Giving Back to School Backpack Drive
By Vanessa Jimenez-Browne, Land Use
At Md7, we strive to incorporate our core values into our daily work product and overall attitude.
When Thanksgiving and Christmas roll around we are keenly reminded to donate our time and money to those less fortunate. During past holidays, we have held competitive food drives, adopted families, and volunteered at various non-profits in the area. But what about the time in between? Times of need may swell around the holidays, but there are certainly communities and individuals that could use a helping hand every other day of the year. Md7 has created a Giving Back outreach committee to spearhead philanthropic efforts to last throughout the entire year.
As a member of the Giving Back outreach committee, it’s been a pleasure learning about the altruistic pursuits that each person harbors. Whether it be caring for homeless, youth, Veterans—to name a few—everyone seemed to have their passion project that drives them to give back to their community. One thing that we knew for certain, we didn’t want to just hand money to big organizations, we were looking to foster partnerships and relationships with local not-for-profits that we could more closely work with throughout the years.

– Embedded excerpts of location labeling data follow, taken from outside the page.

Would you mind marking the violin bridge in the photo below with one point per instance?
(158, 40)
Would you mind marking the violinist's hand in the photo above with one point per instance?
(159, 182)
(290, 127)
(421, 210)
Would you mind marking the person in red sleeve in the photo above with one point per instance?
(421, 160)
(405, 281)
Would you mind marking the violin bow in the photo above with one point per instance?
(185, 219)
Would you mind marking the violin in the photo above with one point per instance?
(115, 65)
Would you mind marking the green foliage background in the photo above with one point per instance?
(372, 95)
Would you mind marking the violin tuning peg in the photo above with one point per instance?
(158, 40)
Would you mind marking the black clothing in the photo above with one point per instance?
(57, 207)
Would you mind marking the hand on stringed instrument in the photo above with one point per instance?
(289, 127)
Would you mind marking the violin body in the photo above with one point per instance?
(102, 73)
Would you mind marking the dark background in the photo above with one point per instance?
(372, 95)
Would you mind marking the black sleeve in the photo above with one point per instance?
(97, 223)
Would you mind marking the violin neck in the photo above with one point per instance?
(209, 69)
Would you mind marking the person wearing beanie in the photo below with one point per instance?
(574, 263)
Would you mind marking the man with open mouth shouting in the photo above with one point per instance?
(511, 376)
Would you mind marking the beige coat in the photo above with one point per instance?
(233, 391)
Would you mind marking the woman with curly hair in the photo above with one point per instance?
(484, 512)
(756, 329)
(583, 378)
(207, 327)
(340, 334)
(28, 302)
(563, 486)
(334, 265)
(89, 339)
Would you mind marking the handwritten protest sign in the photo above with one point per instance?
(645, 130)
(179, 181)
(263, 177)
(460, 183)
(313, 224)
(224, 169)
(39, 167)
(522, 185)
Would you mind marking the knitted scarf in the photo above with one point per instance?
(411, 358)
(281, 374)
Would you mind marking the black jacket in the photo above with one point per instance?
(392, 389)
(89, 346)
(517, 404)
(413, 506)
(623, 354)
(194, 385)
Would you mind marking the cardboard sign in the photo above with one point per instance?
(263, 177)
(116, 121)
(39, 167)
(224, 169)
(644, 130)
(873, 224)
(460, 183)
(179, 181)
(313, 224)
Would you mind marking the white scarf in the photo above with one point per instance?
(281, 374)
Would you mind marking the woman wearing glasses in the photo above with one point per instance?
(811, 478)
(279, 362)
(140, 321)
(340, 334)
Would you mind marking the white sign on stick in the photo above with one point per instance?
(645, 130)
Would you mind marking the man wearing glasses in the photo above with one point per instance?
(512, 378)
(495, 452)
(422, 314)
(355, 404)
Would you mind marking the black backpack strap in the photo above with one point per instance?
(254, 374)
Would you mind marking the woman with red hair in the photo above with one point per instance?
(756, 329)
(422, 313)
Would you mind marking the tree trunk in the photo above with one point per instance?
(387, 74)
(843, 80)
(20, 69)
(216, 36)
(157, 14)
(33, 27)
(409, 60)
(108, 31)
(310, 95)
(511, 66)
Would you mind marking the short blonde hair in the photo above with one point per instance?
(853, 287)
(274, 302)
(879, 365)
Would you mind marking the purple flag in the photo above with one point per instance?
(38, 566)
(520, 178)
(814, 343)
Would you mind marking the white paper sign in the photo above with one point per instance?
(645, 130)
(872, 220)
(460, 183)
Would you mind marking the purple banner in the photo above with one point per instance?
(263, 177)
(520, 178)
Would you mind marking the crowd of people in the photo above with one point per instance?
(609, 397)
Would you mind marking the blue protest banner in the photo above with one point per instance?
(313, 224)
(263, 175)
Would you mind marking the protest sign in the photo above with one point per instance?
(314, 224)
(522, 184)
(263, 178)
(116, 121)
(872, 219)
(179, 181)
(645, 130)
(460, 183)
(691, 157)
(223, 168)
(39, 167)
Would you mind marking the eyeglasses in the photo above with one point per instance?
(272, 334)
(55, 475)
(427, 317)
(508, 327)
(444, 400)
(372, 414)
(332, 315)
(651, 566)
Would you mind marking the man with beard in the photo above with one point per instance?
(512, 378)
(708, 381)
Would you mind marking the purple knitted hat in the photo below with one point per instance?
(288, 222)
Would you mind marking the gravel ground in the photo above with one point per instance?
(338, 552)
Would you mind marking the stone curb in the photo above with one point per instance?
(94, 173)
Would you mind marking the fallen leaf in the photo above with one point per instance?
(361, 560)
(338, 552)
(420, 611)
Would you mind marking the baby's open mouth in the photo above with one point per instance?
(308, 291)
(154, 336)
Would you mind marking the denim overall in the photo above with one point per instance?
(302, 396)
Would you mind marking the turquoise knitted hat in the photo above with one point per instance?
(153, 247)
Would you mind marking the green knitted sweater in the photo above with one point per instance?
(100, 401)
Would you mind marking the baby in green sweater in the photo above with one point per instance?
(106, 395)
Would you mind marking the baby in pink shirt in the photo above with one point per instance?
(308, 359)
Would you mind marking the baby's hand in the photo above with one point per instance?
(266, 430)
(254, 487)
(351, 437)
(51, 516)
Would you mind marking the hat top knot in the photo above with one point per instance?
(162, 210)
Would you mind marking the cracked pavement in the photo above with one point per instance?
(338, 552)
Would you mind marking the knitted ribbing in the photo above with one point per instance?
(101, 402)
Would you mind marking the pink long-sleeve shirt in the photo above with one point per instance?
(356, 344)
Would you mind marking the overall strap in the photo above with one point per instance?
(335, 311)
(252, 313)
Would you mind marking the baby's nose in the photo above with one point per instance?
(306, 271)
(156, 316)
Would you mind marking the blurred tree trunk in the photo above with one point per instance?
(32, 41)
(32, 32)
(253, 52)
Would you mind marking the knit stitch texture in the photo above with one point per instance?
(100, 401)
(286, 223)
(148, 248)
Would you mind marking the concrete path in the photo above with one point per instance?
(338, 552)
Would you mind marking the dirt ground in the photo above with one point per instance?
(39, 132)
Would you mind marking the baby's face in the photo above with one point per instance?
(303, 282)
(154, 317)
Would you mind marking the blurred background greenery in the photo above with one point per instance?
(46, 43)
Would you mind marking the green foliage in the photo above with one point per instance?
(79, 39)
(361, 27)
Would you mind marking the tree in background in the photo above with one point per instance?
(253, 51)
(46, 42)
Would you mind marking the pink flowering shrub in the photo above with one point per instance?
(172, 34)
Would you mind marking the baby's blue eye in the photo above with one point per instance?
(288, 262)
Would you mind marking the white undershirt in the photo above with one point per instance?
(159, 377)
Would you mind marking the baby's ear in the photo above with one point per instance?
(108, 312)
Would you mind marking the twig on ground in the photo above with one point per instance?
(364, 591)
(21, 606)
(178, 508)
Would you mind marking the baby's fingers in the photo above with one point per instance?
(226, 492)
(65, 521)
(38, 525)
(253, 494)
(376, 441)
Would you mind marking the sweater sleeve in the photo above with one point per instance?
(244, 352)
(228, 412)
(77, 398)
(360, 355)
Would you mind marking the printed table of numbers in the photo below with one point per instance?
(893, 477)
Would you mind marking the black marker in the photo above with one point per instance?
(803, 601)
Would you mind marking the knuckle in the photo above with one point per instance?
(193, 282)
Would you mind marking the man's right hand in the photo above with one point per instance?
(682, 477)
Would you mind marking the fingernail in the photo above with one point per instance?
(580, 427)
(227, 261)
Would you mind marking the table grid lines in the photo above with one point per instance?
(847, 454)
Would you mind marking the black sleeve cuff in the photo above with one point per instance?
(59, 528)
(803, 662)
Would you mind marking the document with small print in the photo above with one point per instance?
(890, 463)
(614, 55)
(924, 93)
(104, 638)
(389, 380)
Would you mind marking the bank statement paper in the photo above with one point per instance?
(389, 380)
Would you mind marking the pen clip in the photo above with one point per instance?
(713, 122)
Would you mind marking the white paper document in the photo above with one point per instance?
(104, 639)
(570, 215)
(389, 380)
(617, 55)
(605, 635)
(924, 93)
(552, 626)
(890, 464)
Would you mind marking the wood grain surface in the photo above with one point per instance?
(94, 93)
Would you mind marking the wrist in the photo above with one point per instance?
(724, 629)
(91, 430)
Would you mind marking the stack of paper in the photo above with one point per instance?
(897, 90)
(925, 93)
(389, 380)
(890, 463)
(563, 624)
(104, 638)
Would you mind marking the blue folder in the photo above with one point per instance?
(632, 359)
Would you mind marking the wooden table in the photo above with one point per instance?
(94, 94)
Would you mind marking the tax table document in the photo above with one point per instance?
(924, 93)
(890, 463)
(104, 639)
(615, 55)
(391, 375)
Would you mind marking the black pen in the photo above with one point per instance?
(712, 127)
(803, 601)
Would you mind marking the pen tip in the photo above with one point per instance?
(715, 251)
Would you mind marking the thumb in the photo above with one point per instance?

For our Summer 2016 endeavor, we have chosen to participate in SAY San Diego’s Back-to-School Backpack drive. We have received 100 backpacks that need to be filled with a set list of school supplies. Md7 has held a back-to-school backpack drive in the past and it was met with great warmth and success. Not only has this project succeeded in getting Md7 employees involved, it has also presented a wonderful opportunity for their family members to take the initiative and become accountable in putting together a backpack of their own to give to someone in need. We chose SAY San Diego because it is a local organization that emphasizes addressing more than a single need or problem by providing solutions and support for youth and their families in matters relating to low-income needs, mental health, education, etc. We currently have 17 backpacks complete and are on target to complete our goal of 100 total packs by August 5th. We are encouraged by the great success with this project and are already discussing our next ventures and a larger end-of-the-year event!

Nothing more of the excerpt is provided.